Author: Dean Tzobanakis
As many of you know, I am recently married to a stunning young lady. Before Kelsey and I got married, there was much abrew in her head about what it would be like to live with a boy. And who could blame her? She knew that the standard, in general, was abysmally low for the male living space. Despite my efforts to prove to her that my space was neat and organized whether I knew she was coming over or not, still she worried. Conversely, I was celebrating the prospect of having a roommate of the opposite sex. Ladies tend to be tidier and smell much better than dudes. After six months of marriage, I think I may have finally convinced her that I’m at least in the same conference of cleanliness as she is.
I work with college men. More often than not, they fall more into Division III territory (that means they aren’t exactly earning a scholarship for their cleanliness, for you non-sporty types.) And let’s go ahead and lump in young men in general, because graduating from college doesn’t always seem to remedy the problem. Now, my favorite thing about college ministry is that I can treat my audience like adults. Because they are, whether they act like it or not.
You see, the word “boy” in the opening paragraph is key. One would expect a boy’s room to have toys, clothes and dirty dishes strewn about. It’s simply the manifestation of a lack of maturity (and the law of entropy.) Therefore, it would be fair for Kelsey to worry about the state of her home if she were required to share space with a boy. That’s logical.

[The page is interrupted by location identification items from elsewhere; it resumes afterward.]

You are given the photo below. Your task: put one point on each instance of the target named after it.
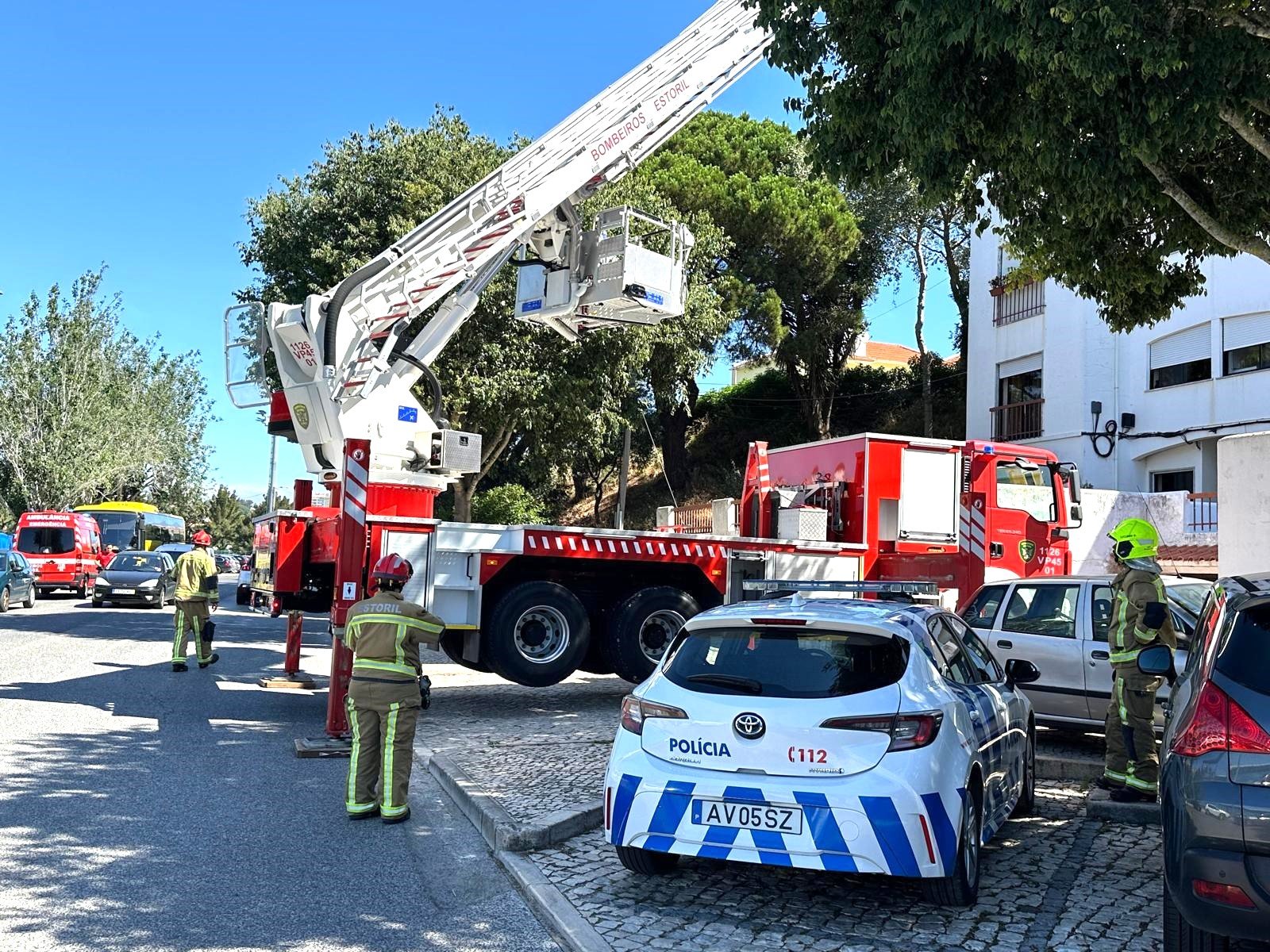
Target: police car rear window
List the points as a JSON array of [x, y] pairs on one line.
[[784, 663]]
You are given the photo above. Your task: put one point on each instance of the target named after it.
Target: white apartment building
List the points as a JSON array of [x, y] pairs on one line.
[[1138, 412]]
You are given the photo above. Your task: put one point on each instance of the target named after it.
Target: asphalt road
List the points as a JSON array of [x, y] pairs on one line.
[[146, 810]]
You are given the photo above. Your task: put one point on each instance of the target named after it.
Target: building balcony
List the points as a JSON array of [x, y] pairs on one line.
[[1013, 305], [1014, 422]]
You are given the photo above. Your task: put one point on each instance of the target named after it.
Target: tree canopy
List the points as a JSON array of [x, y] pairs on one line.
[[90, 412], [1122, 141]]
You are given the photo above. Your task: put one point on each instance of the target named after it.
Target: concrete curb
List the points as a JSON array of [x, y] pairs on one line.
[[1068, 768], [499, 829], [550, 904], [1100, 806]]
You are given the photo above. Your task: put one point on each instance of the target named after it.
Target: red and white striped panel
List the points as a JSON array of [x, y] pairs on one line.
[[972, 536]]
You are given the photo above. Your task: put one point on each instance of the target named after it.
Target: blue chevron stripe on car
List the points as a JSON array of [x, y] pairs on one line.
[[945, 837], [668, 814], [622, 805], [891, 835], [826, 833]]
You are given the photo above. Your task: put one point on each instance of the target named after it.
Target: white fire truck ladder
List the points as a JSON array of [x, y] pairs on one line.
[[346, 371]]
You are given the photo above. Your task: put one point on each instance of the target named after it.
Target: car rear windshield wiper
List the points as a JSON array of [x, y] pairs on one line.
[[729, 681]]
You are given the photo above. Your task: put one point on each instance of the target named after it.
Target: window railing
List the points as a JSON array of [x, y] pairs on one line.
[[1013, 305], [1018, 420], [1202, 512]]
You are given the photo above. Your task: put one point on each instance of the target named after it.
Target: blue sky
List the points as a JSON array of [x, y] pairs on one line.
[[133, 133]]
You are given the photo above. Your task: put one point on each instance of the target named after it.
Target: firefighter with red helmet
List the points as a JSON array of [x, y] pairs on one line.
[[197, 596], [384, 632]]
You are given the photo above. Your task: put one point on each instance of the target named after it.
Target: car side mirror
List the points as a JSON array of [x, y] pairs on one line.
[[1157, 662], [1020, 672]]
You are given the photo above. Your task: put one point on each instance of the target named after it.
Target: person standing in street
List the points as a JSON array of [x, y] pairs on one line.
[[384, 632], [1140, 620], [197, 597]]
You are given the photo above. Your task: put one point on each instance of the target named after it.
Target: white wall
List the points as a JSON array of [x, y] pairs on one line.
[[1244, 484]]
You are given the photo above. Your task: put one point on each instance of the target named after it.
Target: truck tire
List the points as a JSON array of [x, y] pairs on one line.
[[537, 634], [452, 647], [641, 628]]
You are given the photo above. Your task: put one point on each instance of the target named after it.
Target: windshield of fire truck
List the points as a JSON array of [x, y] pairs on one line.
[[1028, 488]]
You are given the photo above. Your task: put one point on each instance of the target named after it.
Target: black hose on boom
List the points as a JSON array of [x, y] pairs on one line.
[[337, 301]]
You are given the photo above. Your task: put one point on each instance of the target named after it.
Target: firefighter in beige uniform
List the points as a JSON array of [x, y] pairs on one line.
[[384, 632], [1140, 619], [196, 593]]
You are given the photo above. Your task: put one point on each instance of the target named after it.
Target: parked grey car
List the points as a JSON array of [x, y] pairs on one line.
[[1214, 785], [1060, 624], [137, 578]]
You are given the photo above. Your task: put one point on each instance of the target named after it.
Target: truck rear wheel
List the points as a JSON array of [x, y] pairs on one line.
[[643, 626], [452, 645], [539, 632]]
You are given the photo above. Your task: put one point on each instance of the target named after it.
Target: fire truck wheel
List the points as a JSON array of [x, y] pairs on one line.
[[539, 632], [643, 626], [452, 644]]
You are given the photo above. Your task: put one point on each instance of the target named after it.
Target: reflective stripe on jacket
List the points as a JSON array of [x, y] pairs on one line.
[[1134, 589], [385, 632], [197, 577]]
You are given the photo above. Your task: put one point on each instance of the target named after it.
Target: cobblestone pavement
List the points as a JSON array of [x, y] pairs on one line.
[[1048, 884]]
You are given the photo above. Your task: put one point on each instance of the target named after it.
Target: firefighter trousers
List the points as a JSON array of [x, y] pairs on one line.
[[1133, 757], [190, 622], [383, 715]]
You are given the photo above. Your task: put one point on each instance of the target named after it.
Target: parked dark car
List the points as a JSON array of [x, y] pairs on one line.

The problem comes when these “boys” are age 16 and beyond.
The state of your dwelling, believe it or not, is a reflection of your character. In 1 Timothy 3, the Bible says that if a man cannot lead his family well, there’s no way he can be an effective leader in the Church. Likewise, an unkept house or apartment speaks volumes about the overall discipline (or laziness) of the resident. A few things that require discipline: relationship with God and spiritual growth, budget, eating and exercise habits, upkeep of residence, time management and productivity, intentionality in interpersonal relationships, etc.
Discipline in one area flows into others. It’s likewise almost impossible to restrict apathy and sloth to only certain areas of life. The destructiveness of laziness cannot be overstated, and it is proportionately beneficial to be disciplined in everything. Colossians 3:23-4 states:
“Whatever you do, work at it with all your heart, as working for the Lord, not for human masters, since you know that you will receive an inheritance from the Lord as a reward. It is the Lord Christ you are serving.”

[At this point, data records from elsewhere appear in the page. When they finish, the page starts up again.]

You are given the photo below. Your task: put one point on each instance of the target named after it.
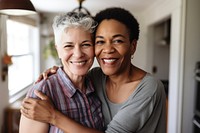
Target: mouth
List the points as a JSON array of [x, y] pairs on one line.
[[79, 63], [109, 60]]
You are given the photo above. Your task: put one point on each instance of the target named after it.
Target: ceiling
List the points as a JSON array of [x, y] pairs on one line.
[[56, 6]]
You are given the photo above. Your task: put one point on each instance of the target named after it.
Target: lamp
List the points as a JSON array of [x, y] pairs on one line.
[[81, 8], [17, 7]]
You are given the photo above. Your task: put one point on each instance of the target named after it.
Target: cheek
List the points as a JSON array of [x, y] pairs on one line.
[[97, 50]]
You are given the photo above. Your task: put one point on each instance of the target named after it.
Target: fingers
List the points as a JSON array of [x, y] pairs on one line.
[[54, 69], [40, 95], [39, 79]]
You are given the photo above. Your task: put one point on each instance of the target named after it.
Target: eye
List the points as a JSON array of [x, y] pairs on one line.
[[68, 46], [118, 41], [86, 45], [99, 42]]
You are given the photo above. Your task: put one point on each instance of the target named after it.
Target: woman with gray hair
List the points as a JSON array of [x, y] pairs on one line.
[[70, 89]]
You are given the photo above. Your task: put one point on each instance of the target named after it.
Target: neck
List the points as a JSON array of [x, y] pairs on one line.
[[77, 80]]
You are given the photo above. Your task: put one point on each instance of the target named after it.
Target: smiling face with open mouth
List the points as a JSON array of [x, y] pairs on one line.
[[113, 48], [76, 51]]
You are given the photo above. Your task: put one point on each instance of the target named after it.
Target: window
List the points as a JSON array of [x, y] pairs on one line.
[[22, 45]]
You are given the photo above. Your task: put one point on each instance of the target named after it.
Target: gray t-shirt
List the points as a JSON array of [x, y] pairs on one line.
[[143, 112]]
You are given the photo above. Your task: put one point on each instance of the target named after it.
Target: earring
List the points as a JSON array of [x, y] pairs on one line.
[[132, 56]]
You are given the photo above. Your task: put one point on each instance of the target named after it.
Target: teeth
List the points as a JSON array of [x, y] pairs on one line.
[[79, 63], [109, 60]]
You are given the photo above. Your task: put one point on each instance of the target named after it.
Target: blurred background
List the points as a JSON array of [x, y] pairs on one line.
[[168, 47]]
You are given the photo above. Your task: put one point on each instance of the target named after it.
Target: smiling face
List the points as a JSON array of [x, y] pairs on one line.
[[113, 48], [76, 51]]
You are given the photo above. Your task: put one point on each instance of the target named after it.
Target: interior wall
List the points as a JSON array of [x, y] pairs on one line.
[[155, 13], [192, 55], [3, 84]]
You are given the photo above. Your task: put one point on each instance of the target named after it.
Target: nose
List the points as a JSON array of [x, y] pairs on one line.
[[77, 52], [108, 48]]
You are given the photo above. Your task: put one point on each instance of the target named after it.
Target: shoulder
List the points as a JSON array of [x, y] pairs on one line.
[[43, 86]]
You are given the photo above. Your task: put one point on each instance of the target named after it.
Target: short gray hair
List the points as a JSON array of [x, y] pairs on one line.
[[72, 20]]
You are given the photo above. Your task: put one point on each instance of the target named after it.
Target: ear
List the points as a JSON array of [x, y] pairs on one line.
[[57, 49], [133, 46]]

Put another way, “diligence is excellence over time.” Pursue excellence in all things, and do it consistently.
Finally, as not to neglect the specific impact on BYX men, consider this: The burden that this lack of diligence and consideration places on the brothers around you can breed bitterness and dissension. If trying to maintain a clean home becomes a source of strife among roommates, then that in itself compromises our purpose of brotherhood and unity. Anything that does this, especially something so childish, should be handled swiftly with respectful dialogue and plenty of humility. I encounter this issue at nearly every campus I visit. That indicates that it’s far too common among men who should be striving to sacrificially love one another and pursue excellence for the glory of Jesus Christ.
In the grand scheme of things, domestic tidiness is only a microcosm of a culture that prolongs adolescence and, in so doing, perpetuates a cancerous, childish mentality in men that’s detrimental to ministry and society. But maybe that’s a topic for another devo.